ストレージ・システムが過負荷になった場合は、問題解決に採用できるいくつかのアクションを実行できます。
  • システムにバックエンド・ストレージを追加して、 ストレージ・システムが処理できる入出力数を増やします。システムには、仮想化およびデータ・マイグレーションの機能があり、ストレージをオフラインにする必要なしに、ボリュームの入出力ワークロードをより多くの MDisk 間に再配布します。
  • 不必要な FlashCopy マッピングを停止して、バックエンド・ストレージにサブミットされる入出力操作の数を減らします。FlashCopy 操作を並列に処理する場合は、並列に開始される FlashCopy マッピングの量を減らすことを考慮します。
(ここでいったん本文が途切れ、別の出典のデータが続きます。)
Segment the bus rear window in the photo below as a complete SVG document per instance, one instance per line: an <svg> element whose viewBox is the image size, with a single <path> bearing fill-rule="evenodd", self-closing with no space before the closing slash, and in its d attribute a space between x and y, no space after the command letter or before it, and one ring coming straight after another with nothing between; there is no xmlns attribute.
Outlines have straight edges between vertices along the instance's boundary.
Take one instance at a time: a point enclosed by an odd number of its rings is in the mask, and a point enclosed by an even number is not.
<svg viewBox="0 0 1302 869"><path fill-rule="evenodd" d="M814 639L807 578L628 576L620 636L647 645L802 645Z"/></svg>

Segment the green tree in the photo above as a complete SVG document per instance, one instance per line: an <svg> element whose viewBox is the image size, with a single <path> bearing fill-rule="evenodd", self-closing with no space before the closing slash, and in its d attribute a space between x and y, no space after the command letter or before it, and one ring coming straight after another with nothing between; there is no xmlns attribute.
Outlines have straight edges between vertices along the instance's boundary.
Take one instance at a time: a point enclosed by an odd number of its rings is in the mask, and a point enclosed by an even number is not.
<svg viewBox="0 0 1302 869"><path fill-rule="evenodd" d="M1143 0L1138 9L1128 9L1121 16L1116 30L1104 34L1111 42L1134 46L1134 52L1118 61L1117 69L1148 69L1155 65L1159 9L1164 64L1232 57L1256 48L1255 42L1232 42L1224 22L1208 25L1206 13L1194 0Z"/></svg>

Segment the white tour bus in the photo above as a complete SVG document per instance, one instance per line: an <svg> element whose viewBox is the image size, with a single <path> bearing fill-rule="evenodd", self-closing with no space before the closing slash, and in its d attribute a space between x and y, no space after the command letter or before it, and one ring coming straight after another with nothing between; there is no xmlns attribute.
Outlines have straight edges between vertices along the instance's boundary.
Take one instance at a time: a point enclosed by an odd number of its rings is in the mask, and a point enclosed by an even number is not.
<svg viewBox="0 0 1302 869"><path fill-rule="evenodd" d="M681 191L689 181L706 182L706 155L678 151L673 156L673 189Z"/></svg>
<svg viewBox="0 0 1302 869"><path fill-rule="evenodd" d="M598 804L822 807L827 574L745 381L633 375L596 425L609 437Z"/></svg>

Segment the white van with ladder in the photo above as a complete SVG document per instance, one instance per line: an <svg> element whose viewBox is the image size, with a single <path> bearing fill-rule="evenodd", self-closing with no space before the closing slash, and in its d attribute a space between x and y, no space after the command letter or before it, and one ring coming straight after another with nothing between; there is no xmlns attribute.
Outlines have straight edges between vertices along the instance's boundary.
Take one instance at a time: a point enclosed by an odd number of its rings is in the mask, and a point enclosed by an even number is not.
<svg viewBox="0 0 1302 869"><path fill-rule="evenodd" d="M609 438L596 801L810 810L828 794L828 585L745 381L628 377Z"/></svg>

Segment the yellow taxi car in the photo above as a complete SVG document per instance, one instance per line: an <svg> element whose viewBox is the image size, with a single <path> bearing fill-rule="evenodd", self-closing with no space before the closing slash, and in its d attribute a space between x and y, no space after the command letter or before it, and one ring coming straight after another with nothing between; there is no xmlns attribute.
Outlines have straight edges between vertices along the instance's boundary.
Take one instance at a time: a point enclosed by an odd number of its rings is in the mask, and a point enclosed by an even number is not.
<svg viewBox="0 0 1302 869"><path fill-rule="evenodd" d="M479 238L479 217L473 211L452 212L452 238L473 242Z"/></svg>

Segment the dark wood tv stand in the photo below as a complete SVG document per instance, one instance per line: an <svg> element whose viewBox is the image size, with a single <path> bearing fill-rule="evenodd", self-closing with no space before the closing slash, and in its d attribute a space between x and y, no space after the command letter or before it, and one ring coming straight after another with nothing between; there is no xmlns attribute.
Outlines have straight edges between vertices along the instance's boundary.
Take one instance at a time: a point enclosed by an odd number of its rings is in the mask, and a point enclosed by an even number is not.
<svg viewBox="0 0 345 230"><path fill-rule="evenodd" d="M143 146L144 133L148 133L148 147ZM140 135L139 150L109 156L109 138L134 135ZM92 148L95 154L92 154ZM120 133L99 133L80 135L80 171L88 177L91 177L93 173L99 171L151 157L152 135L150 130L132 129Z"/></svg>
  • ホストが生成する入出力ワークロードを制限するように、 キュー項目数を調整します。ホストのタイプおよびネットワーク・アダプターのタイプによっては、ボリューム当たりのキュー項目数を制限したり、ネットワーク・アダプター当たりのキュー項目数を制限したり、あるいはその両方を制限することも可能です。システムには、ホストが生成する入出力ワークロードを制限できる入出力管理機能もあります。
注: これらのアクションを使用して入出力のタイムアウトを回避できますが、ストレージ・システムのパフォーマンスは、依然として所有するストレージの量によって制限されます。